Rabat. Souk alimentaire en pleine effervescence, malgré que les étals soient encore en cours d’installation. Chacun est libre de regarder, de toucher, de poser des questions, de poser des questions, d’être curieux de l’autre dans ses habitudes de cuisinier. Ici, en face des produits frais, les prix sont francs, les regards aussi. Ici nous sommes tous faits des mêmes besoins, dont celui de se nourrir, et des mêmes envies : bien manger. Ici on nous fait goûter une herbe, là on nous fait sentir une épice, là encore on nous explique comment broyer une céréale inconnue pour agrémenter une soupe.

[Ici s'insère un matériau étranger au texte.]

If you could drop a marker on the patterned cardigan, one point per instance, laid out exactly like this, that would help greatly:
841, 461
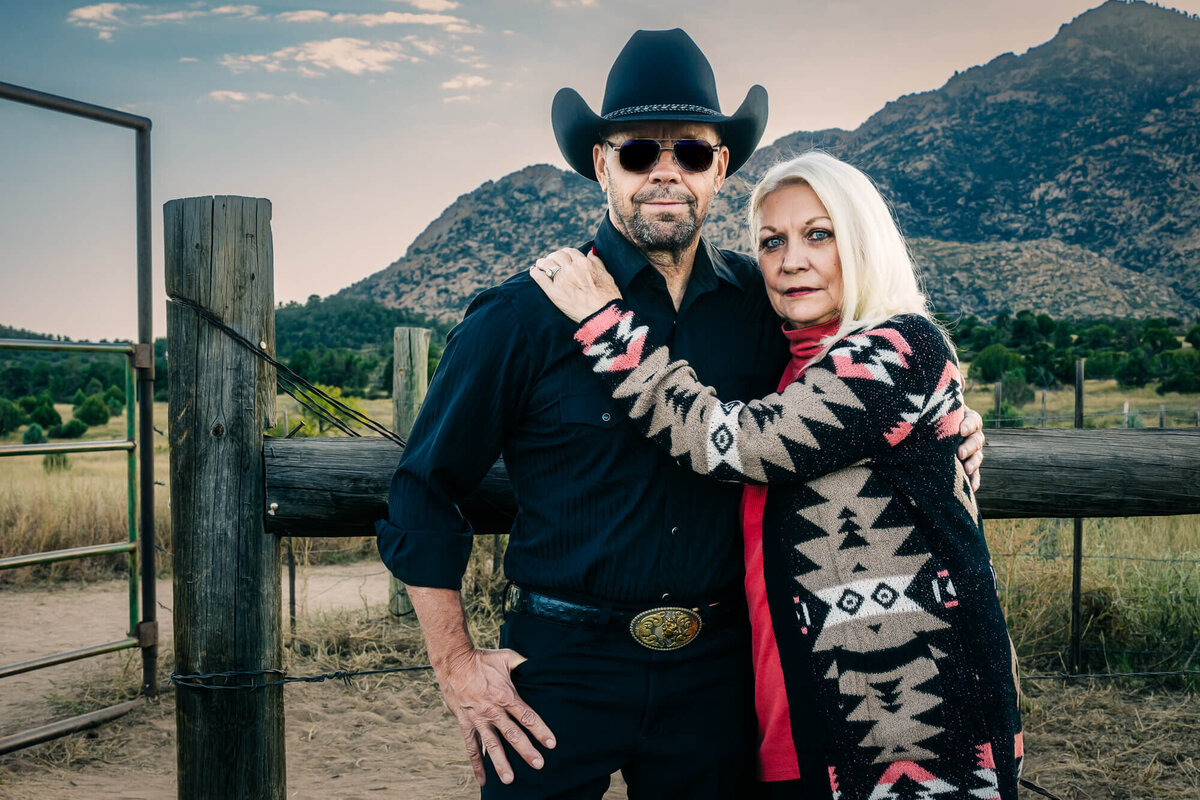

Asilah. Dans une ruelle déserte, face à la mer derrière la médina fortifiée. Il est 16h. Un tagine à l’européenne cuit sur un réchaud en aluminium devant les regards amusés des passants. Echanges de regards complices avec les femmes : entre cuisiniers on se comprend. A ce moment, les barrières tombent, ce qui nous sépare les uns des autres s’évapore dans la fumée du tagine.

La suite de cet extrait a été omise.